La seconde évolution est plutôt épistémologique. La crise de 2008 a porté un rude coup à la façon traditionnelle de faire l’économie. Elle a rendu crédible une approche hétérodoxe de l’économie s’opposant à la vision économique orthodoxe qui dominait jusqu’alors. Fervents croyants du marché, les orthodoxes n’ont pas su prévoir la catastrophe de 2008, alors que dans la sphère méconnue des hétérodoxes, certains, comme Dean Baker ou Wynne Godley l’avaient prévue ou au moins envisagée. Les travaux et théories hétérodoxes ont ainsi été dévoilés au grand public : c’est notamment le cas des départements post-keynésiens des pays anglo-saxons, qui ont théorisé la version actuelle de la MMT.

La troisième et dernière évolution expliquant la postérité actuelle de la MMT dans le débat public est la persistance depuis 2008 d’une faible inflation, et ce malgré une considérable évolution de la masse monétaire en circulation. À en croire la théorie quantitative de la monnaie, une hausse de la masse monétaire doit entraîner une hausse de l’inflation. C’est l’un des arguments majeurs contre la MMT et l’utilisation de l’outil monétaire pour financer le déficit. Or, depuis le lancement, en novembre 2008, du premier QE par la Fed, la Banque centrale américaine, l’inflation est restée à des niveaux historiquement bas. Cela semble aller dans le sens des partisans de la MMT : il peut y avoir création monétaire sans hausse de l’inflation. La figure ci-dessous compare l’évolution aux États-Unis du taux d’inflation mois par mois (en rouge) et l’évolution de la masse monétaire au sens large (M3) semaine par semaine (en bleu). La monnaie en circulation a été multipliée par quatre entre 2009 et 2015, tandis que le taux d’inflation est resté relativement stable.

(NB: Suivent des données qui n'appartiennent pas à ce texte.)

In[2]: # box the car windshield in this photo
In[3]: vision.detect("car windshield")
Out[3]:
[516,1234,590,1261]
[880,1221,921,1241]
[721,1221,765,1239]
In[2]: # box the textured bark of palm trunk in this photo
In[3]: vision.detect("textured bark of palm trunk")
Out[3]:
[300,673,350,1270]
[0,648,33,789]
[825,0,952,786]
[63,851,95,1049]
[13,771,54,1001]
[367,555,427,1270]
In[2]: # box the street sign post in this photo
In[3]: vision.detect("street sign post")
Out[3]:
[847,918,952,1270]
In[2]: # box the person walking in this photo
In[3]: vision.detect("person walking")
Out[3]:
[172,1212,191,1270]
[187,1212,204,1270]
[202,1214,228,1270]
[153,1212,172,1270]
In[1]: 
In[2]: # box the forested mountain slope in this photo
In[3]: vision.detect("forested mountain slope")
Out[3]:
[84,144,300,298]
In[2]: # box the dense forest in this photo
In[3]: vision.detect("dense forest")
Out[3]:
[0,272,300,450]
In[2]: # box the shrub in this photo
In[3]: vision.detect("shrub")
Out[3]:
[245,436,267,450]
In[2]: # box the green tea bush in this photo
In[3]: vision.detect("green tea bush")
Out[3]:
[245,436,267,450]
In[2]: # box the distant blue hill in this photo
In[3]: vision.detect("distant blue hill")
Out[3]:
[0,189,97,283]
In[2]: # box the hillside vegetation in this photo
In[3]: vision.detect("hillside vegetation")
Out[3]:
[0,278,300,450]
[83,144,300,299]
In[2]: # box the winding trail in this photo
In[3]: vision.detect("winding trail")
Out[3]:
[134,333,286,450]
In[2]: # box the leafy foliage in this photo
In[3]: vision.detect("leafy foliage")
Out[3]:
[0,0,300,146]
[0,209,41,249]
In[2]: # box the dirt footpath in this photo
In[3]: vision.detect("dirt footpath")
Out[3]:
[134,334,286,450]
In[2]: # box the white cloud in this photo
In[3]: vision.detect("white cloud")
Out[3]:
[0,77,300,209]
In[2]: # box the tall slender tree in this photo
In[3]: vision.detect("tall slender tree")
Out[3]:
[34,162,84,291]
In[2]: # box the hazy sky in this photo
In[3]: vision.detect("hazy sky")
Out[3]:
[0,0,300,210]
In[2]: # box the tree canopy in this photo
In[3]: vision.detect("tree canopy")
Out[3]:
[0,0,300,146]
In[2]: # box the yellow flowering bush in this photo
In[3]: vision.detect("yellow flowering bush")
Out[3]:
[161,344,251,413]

Source  : FRED Economic data

4. Un débat qui fait rage aux États-Unis

Source  : Google Trends

La MMT a fait irruption dans le débat américain ces dernières années. Sa popularité pourrait avoir affaire avec la possibilité qu’elle offre de financer de grands projets comme la transition écologique, un système de garantie d’emploi, un revenu universel ou une assurance-santé pour tous. L’élue démocrate Alexandria Ocasio-Cortez prône en effet qu’un Green New Deal3 financé par la création monétaire permettrait d’opérer à une transition énergétique tout en assurant la maîtrise de l’inflation, le plein-emploi, la réduction des inégalités, ainsi que la fin de l’angoisse budgétaire.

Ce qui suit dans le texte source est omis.